Our results show the need for a broad range of services, with 39% of children aged 0 to 6 years and 71% of children aged 7 to 17 years needing support from three services or more, outside the CWS. Only 8% of the children had no need for additional services. Mental disorders were identified in 50% of children aged 0–6 years, and in 70% of children aged 7–17 years. The presence of stress-related and adjustment disorders in younger children and emotional and behavioral disorders in older children, were positively associated with overall service need. However, less than half of the children with a mental disorder were recommended referral to CAMHS. Recommendations for CAMHS was associated with male gender and stress-related disorders for younger children, and with increasing age for older children. Our results suggest that the CARE assessment model was effective in identifying children with unmet needs that may otherwise have missed detection. Our findings justify routine, trauma-informed assessment of all children entering care and suggest that the assessment may need to be an ongoing process. The broad range of recommended services and the high prevalence of mental disorders identified in our study, emphasize the importance of conducting a comprehensive multi-disciplinary assessment, and necessitates coordination of service delivery and inter-agency collaboration. Our findings also imply the need for further development of population-specific interventions.

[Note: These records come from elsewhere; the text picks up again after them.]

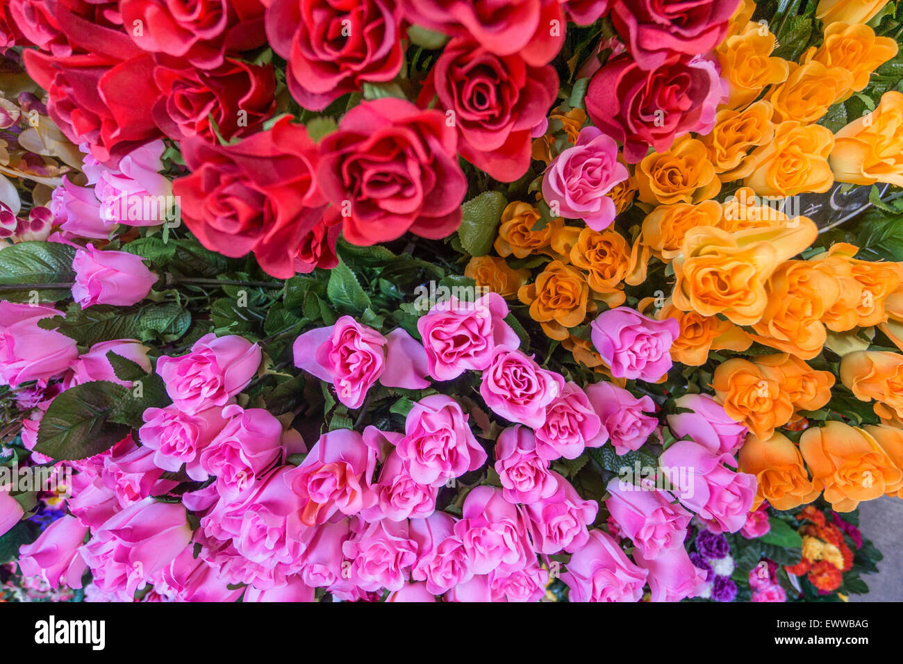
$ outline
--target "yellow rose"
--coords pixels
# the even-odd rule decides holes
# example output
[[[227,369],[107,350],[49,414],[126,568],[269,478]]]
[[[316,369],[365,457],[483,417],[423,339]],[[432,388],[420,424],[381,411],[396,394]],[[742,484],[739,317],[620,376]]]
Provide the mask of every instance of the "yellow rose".
[[[804,61],[815,61],[829,69],[842,67],[849,70],[853,76],[852,94],[865,89],[871,72],[896,56],[897,51],[896,42],[889,37],[876,37],[868,25],[833,23],[824,29],[822,46],[809,49]]]
[[[828,155],[834,145],[831,130],[819,125],[782,122],[775,138],[752,154],[756,166],[743,184],[763,196],[824,192],[834,183]]]
[[[774,50],[775,35],[755,23],[748,23],[739,34],[729,36],[718,47],[721,76],[731,89],[727,108],[744,108],[768,86],[787,80],[789,63],[783,58],[772,57]]]
[[[721,190],[708,150],[689,135],[677,139],[669,150],[645,157],[636,175],[639,200],[653,205],[698,203]]]
[[[815,17],[825,25],[836,21],[866,23],[887,4],[888,0],[819,0]]]
[[[798,220],[795,228],[687,231],[683,254],[674,260],[675,306],[704,316],[722,313],[738,325],[758,323],[768,304],[766,282],[818,236],[811,220]]]
[[[722,182],[752,173],[756,163],[747,153],[775,137],[772,113],[768,102],[757,101],[746,110],[725,109],[715,116],[715,127],[700,140],[709,150],[709,159]]]
[[[837,132],[830,164],[841,182],[903,187],[903,94],[885,92],[874,111]]]
[[[791,62],[789,67],[787,79],[765,98],[775,108],[775,122],[815,122],[852,89],[853,75],[842,67],[825,67],[818,61]]]
[[[643,220],[643,242],[662,260],[671,260],[681,252],[684,236],[690,229],[718,226],[721,206],[717,201],[659,205]]]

There is limited knowledge of the effect of assessment when it comes to service provision and the long-term health improvements for the children. There is a need for further studies to examine if the children are referred to and receive the recommended services, and if the services are effective in meeting the individual needs of the children. Future research should also explore how the recommendations for foster carer supervision are followed through by the CWS and how the foster carers experience the recommended supervision. A follow-up of the current sample has been implemented, examining referral rate after assessment, child service use and child mental health 12 months after the assessment.